O progresso de Edipo de Natália Correira: uma reescrita feminina do mito

2006; Catholic University of Portugal; Volume: 15; Issue: 15 Linguagem: Inglês

10.34632/mathesis.2006.5089

ISSN

0872-0215

Autores

Maria do Céu Fialho,

Tópico(s)

Cultural, Media, and Literary Studies

Resumo

The myths of Antigone and Oedipus had very different presences on the Portuguese stages of the 20th century. Until the end of 1960s Antigone was used to lend a voice to multiple forms of resistence through drama. Oedipus, on the other hand, was absent with one exception - the staging of the Sophoclean play, performed by an amateur theatre group. Only Santareno's masterpiece, Antonio Marinheiro, first performed in 1967, will free the myth of the heavy burden of the past through a Freudian reading. In the meantime two examples of the rewritten play remained, not to be performed, as witnesses to the absolute diversity of aesthetical and ideological tendencies: the first is the Trilogia de Edipo, of Joao de Castro Osorio, published in 1954. This is a Neoparnassian work with a strong influence of Nietzsche, regarding the concept of an Oedipus as a superman. The second example, O progresso de Edipo, of Natalia Correia, published in 1957, has the character of a dramatic poem and belongs to the Portuguese Surrealism. It is heavily influenced by Freud's concepts as well as by Cocteau's La machine infernale. The text joins and subverts the sequenceof Oedipus' myth.

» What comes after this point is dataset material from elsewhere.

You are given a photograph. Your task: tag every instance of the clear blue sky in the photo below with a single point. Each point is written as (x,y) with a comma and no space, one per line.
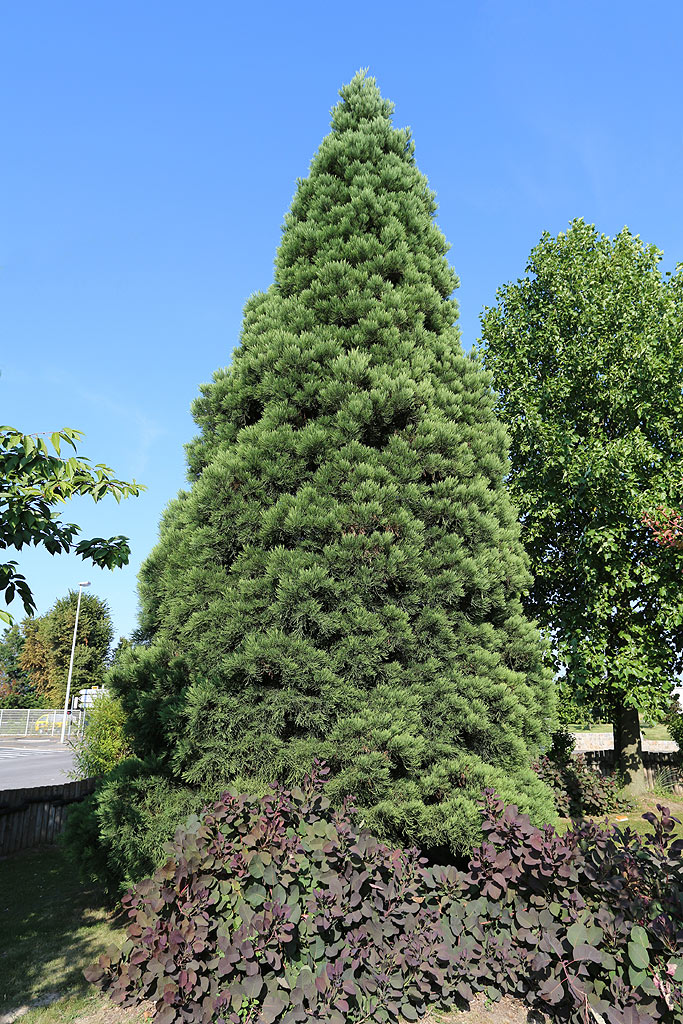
(150,152)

It heralds the opening up of a new form of seeing which may be understood as poetic wisdom. This wisdom is intuitive and emotional. It is strengthened by a renewed connection between man and his origins - poetically expressed as a spring. This is a forbidden connection, which appears in the myth as the connection between Oedipus and his maternal origin. This is also the forbidden connection between the poet and the mystery of his own origin and identity.